The latest generation of Qualcomm hardware, the new S4 processor(s) in particular, are the first to hit the market with integrated LTE. What this means is that instead of tacking LTE hardware onto a mobile phone and hoping for the best, hardware can now be smaller and more efficient. Gigaom says that by sitting out the first round of LTE warfare and skipping first-gen LTE hardware may have put T-Mobile behind initially, they won’t attract the same stigma of selling phones with terrible battery life and in turn add subscribers solely on the belief that they sell phones with better battery life.

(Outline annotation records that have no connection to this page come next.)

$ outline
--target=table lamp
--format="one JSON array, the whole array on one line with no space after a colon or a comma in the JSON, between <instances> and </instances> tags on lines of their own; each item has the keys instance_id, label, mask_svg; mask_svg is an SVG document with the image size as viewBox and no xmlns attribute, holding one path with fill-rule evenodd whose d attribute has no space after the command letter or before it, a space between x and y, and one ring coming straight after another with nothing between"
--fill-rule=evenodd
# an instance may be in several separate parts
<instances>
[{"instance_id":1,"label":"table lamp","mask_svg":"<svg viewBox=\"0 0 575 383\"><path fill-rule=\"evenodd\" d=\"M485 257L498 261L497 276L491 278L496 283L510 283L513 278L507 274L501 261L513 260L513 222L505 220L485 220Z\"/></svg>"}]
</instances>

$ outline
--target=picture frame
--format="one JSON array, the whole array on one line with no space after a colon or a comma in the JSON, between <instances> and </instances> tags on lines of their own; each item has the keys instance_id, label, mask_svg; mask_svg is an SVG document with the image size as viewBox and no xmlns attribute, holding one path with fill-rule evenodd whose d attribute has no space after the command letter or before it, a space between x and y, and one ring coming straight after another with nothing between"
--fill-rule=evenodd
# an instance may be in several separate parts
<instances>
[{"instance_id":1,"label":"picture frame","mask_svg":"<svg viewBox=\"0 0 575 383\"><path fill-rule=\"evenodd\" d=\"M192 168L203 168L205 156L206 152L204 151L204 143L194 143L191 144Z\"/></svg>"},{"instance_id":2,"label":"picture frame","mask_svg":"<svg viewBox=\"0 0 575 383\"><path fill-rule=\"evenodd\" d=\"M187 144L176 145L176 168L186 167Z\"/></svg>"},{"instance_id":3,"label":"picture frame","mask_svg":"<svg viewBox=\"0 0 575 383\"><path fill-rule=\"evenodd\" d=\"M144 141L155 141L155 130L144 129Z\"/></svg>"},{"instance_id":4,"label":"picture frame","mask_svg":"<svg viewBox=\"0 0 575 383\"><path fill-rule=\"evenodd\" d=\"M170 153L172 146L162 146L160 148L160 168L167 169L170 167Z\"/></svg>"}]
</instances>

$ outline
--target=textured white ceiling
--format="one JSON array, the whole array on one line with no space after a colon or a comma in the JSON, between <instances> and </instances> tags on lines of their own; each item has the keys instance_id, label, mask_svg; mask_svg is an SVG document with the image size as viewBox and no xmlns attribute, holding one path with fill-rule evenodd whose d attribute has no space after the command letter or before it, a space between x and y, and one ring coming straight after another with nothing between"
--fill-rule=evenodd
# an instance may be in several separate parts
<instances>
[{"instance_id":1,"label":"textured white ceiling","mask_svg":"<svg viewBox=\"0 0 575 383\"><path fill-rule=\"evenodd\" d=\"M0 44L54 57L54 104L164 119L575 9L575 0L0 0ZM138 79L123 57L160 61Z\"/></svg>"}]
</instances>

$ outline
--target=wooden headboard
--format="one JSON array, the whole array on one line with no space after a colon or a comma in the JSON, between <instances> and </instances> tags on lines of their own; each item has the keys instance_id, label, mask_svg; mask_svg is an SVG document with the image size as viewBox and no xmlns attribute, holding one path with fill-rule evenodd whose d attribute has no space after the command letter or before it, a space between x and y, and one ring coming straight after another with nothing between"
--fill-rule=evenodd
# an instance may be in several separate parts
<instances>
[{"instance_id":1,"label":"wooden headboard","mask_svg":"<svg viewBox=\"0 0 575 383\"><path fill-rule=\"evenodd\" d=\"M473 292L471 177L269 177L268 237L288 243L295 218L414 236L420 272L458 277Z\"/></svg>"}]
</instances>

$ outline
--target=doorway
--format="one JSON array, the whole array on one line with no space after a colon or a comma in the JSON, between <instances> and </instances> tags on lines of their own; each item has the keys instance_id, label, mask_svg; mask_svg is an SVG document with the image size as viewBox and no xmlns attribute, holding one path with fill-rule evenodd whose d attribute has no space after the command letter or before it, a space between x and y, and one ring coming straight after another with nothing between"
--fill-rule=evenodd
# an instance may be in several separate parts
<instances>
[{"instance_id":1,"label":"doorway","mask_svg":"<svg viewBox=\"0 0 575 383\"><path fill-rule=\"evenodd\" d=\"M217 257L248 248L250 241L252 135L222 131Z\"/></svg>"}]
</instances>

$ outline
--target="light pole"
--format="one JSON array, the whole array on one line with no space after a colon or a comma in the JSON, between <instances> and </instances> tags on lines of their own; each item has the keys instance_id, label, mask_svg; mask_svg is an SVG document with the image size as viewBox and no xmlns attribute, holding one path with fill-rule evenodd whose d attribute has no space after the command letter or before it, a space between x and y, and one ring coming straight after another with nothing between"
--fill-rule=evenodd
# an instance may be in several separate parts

While such a concept is nice to think about, it’s nothing more than a dream. It’s not going to happen. The way I see it is that any “benefit” T-Mobile will garner from entering the LTE race just when the hardware is getting really good will be a moot point. Other competitors are also planning to roll out devices with the same, more efficient hardware. The stigma that may be attached to LTE isn’t on the carriers, really, but the devices themselves and to some extent the technology as a whole — but not the carriers.

Sadly, T-Mobile’s position is to trod along with a tried and true, less expensive technology and upgrade the hell out of it, and then once something has been proven/advances to a certain level, adopt it. It’s not a particularly bad plan. If done right it’s cost effective. Though, the various rumors of buyouts over the last few years (and one failed merger with AT&T) have proven that attacking the value end of the market as T-Mobile has simply hasn’t paid off for them very well.

In 2 years if T-Mobile hasn’t folded or been acquired by some other entity we’ll still be calling them the “nation’s 4th largest carrier” (and likely the 4th largest carrier still with money problems).